Wer nun allerdings die genetischen Unterschiede als Argument nimmt, dass Gleichberechtigung zwischen den Geschlechtern nicht möglich sei, vergisst eines: Der Mensch ist ein hochintelligentes, wandlungsfähiges Wesen, das zwar genetisch vorgeprägt, aber keinesfalls genetisch festgelegt ist. Auch Mädchen können technische Berufe lernen, die Zahl der Hausmänner steigt immer mehr. Für die Erziehung bedeutet dies, dass man Kindern möglichst viele Anregungen bieten sollte, um ihnen die Chance zu geben, sich nach ihren Neigungen und Talenten zu entwickeln. Allerdings sollte man ihnen auch auf jeden Fall ermöglichen, eine eigene Geschlechteridentität zu entwickeln. Dazu gehört eine konsequente und liebevolle Erziehung mit Eltern, die Vorbild sein können – ein Junge braucht eine Vaterfigur, eine Tochter eine Mutter, an der sie sich orientieren kann. Fehlt ein Elternteil, dann fehlt ein Anhaltspunkt für das Kind. Alleinerziehende Eltern sollten deshalb darauf achten, dass ihr Kind einen „Ersatz“ bekommt, also eine enge Bindung zu einer Person aufbaut, die zwar nicht das fehlende Elternteil ersetzt, aber trotzdem eine Rolle als Vorbild übernehmen kann. Dies kann ein Pate oder eine Patin sein, aber auch der Onkel, die Tante oder der beste Freund des erziehenden Elternteils.
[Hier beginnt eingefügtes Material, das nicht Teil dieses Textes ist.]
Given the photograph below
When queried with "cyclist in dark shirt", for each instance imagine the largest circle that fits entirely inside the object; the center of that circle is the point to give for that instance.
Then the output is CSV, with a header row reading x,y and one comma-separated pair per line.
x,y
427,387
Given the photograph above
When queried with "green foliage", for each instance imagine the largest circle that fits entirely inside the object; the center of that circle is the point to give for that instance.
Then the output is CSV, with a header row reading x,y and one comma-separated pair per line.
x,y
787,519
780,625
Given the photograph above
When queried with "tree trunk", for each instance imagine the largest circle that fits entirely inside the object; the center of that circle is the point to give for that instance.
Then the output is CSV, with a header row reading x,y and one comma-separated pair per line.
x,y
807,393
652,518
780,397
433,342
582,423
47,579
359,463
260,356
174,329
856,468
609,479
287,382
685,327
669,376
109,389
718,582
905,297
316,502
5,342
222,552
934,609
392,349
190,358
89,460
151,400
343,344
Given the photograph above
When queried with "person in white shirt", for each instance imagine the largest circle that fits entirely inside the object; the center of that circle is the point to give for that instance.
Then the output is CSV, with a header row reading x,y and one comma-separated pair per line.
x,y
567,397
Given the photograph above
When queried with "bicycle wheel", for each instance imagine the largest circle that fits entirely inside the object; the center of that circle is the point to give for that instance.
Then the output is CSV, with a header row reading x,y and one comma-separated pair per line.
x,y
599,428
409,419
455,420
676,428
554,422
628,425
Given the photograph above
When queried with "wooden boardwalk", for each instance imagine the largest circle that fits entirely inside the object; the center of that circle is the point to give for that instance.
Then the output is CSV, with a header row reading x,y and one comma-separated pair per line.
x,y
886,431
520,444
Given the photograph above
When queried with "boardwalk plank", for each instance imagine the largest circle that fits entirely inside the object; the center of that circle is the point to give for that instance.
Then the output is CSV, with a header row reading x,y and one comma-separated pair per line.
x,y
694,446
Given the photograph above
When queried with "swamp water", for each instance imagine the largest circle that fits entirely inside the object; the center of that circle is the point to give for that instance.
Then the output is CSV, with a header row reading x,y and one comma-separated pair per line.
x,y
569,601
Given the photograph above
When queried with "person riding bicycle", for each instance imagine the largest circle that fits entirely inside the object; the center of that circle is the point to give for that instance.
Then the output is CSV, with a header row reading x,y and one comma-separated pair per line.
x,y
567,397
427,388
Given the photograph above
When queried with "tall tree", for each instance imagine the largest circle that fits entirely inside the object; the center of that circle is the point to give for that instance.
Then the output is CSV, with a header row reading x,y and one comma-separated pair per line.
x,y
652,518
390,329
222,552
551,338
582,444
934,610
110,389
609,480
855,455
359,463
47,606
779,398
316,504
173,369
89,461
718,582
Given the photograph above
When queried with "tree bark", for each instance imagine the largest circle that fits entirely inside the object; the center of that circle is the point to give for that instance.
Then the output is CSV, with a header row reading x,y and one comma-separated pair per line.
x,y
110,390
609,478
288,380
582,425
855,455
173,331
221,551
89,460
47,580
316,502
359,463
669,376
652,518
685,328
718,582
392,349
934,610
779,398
Erziehung und Gene gehen Hand in Hand

Erziehung und genetische Anlagen spielen nach Meinung vieler Experten gleichermaßen eine wichtige Rolle bei der Charakter- und Persönlichkeitsentwicklung und auch bei der Ausbildung von Fähigkeiten und Talenten. Wenn ein Kind nicht die Anlage zum Sportgenie hat, dann wird es auch durch noch so viel Training nicht zum Weltmeister. Allerdings kann aus ihm durchaus ein sportlicher und körperbewusster Mensch werden, wenn die Eltern dies fördern und vorleben. Die unumstrittene Meinung anerkannter Erziehungswissenschaftler, Genetiker und Biologen ist heute, dass sich Gene und Umwelt zu gleichen Teilen gegenseitig ergänzen, stärken oder schwächen – je nachdem, welchen Einflüssen ein Kind ausgesetzt ist und auf welche genetische Veranlagung diese treffen.